Increasingly we are seeing models or frameworks that are changing the healthcare equation to put the patient at the center. ACOs and the Patient-Centered Medical Home are recent examples of this important trend. One of the Stage 1 meaningful use objectives examines the timing in which patients have electronic access to their results. Meeting this objective requires the patient to have access to his or her results within four business days of the results’ availability to the ordering provider. Many certified EHRs provide this functionality through a patient portal.
I recently had the opportunity to discuss patient access to laboratory data with our Medical Advisory Board. The consensus was that patients should indeed have unfettered access to these results; they are, after all, their results.
Interestingly, patient access to lab results made its way into the Federal Register on September 14 in the form of a proposed rule entitled “CLIA Program and HIPAA Privacy Rule; Patients’ Access to Test Reports.” Today a patient can make a request in writing to any heathcare entity and that entity is compelled by the HIPAA Privacy Rule to convey the test results to the patient.

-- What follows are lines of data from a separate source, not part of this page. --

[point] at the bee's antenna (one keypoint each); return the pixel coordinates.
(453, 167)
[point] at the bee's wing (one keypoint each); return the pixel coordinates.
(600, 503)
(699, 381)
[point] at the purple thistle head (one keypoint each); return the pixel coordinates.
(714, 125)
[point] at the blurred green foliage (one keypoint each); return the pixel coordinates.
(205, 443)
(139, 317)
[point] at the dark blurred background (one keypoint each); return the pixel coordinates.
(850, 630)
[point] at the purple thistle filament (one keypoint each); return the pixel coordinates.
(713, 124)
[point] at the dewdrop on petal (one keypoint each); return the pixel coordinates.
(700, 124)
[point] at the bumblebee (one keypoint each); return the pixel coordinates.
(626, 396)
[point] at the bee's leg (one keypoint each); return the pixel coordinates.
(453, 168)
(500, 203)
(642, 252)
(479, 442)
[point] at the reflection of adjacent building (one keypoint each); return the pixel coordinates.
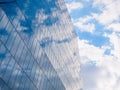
(38, 47)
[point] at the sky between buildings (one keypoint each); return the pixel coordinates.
(97, 24)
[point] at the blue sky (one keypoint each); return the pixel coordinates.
(97, 24)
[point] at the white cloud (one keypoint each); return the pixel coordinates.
(84, 25)
(74, 5)
(105, 73)
(110, 11)
(115, 40)
(114, 26)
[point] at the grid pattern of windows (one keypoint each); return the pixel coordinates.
(37, 47)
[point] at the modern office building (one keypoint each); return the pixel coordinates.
(38, 46)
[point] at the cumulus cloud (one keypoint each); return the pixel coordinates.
(84, 24)
(74, 5)
(110, 11)
(100, 71)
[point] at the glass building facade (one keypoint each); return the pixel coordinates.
(38, 46)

Unbeknownst to me, laboratories have been exempt from this rule. Instead, they are only required to release the results to an “authorized person,” the person responsible for using the test results in the treatment context, and the referring lab. In most states, the “authorized person” is the ordering provider.
The context within which this proposed rule was created reflects the ongoing sea change I referenced above. Among other duties, the ONC Health IT Policy committee has been tasked with identifying barriers to the adoption and utilization of health IT. The existing Clinical Laboratory Improvement Amendments of 1988 (CLIA) regulations are thought by many of the stakeholders in this effort to be such a barrier.
If this proposed rule makes its way into the final rule category, minor changes in both the CLIA and the 1996 HIPAA Privacy Rule will be made. As a result, your patients will be afforded the opportunity to request access to their results and to the source of those results (i.e., the lab performing them).
The public comment period for the proposed rule closes on November 14. I know some nephrologists will have concerns about patients seeing their results before the physician has had time to review them. But this is clearly the direction the winds of change are blowing.